Confederate past belongs in museums


By Yohuru Williams

Tribune News Service

When New Orleans officials removed the statue of Louisiana native son and Confederate Gen. P.G.T. Beauregard on May 17, they took an important step toward redressing the lingering national shame of honoring those who fought to defend slavery in the United States.

But opposition to the removals revealed deep bigotry as well as a serious misunderstanding of why the monuments were erected in the first place.

A statement from a preservation organization known as the Monumental Task Committee stated, “It took 22 years to raise the funds and build the Beauregard Monument.” It cited the words of A.B. Booth, the Beauregard Monument Association’s secretary, who spoke to some 2,000 people attending the dedication in 1915. The statute, Booth proclaimed, was “not to stand as an advocate of war,” but to honor Beauregard’s “duty and true patriotism.”

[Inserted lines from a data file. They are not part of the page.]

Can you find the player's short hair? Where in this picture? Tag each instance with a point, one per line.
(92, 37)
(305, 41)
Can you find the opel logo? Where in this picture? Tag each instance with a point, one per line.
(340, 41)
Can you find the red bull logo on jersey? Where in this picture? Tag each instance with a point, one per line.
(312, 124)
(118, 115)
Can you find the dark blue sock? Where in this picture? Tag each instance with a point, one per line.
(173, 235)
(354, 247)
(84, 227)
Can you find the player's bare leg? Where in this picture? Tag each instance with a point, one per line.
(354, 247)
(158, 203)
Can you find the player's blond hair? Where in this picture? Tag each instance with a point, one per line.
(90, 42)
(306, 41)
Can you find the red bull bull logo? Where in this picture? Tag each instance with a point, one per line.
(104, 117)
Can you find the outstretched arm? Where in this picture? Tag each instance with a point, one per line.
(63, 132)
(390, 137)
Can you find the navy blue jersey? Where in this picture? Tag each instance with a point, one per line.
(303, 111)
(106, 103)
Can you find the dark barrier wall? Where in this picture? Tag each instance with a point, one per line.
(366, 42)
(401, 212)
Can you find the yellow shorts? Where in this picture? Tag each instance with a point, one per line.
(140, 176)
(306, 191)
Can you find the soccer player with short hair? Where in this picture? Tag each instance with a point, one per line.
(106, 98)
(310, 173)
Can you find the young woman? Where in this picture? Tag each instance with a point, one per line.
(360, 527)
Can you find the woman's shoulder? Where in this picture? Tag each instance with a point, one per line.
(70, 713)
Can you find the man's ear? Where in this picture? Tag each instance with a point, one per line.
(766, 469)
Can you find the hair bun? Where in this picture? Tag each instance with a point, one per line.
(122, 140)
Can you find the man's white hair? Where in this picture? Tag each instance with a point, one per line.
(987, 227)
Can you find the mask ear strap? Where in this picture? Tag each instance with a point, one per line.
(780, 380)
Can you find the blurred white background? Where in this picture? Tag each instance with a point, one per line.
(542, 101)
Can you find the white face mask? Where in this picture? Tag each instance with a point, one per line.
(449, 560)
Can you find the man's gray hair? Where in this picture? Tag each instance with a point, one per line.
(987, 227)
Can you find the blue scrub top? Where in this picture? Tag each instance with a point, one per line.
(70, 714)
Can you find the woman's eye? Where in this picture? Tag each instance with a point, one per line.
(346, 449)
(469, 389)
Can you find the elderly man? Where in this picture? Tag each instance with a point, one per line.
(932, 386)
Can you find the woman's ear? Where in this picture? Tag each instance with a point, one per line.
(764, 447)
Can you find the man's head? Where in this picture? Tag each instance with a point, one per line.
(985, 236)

But that is only half the story. The Beauregard Monument Association was actually a subgroup of the New Orleans United Daughters Confederacy, a group committed to preserving the traditions and legacy of the Confederate South.

In fact, the presence of the monument, and others like it in the states of the Old Confederacy, represents the deafening silence and continuing reverberations of America’s original sin – chattel slavery. That system birthed our enduring problems of racial inequality in America today.

No matter how artfully apologists attempt to promote a romanticized Southern heritage, the Confederacy waged war on the United States primarily for the preservation of slavery. In defense of secession, Confederate Vice President Alexander Stephens proudly declared that the new Confederate government rested on “the great truth” of black racial inferiority.

For legal purposes, the Lincoln administration chose to call the hostilities a rebellion – but it was without question a war over whether the nation could remain, in Lincoln’s immortal words, “half slave and half free.”

The dispute over the meaning of Confederate symbols, including the Confederate flag and monuments to Civil War generals, is decades-old. But the brutal massacre of black parishioners last June at the Emanuel A.M.E. Church in Charleston, S.C., pushed the issue into the mainstream. The grotesque symbol of the Confederate flag flying high, as state law required, alongside the U.S. flag at the state capitol lowered to half-mast to honor the dead massacred by a homicidal white supremacist, was simply too much.

The Confederate flag, monuments and memorials are not harmless remembrances of an honorable war, but of our deepest shame as a nation. They perpetuate an acceptance of the long, ugly history of racial oppression, in spite of emancipation that followed it. They are symbols of hate, representative of an inglorious past built on the immoral underpinnings of racial slavery.

It is time to remove these monuments and put them in spaces like museums that preserve the full story of slavery, where they can foster honest and frank conversations. Maintaining an idealized representation of the past does nothing to lift up the values at the core of our democracy.

Yohuru Williams is an education activist, author and professor of history at Fairfield University in Fairfield, Conn. He wrote this for Progressive Media Project, a source of liberal commentary on domestic and international issues; it is affiliated with The Progressive magazine.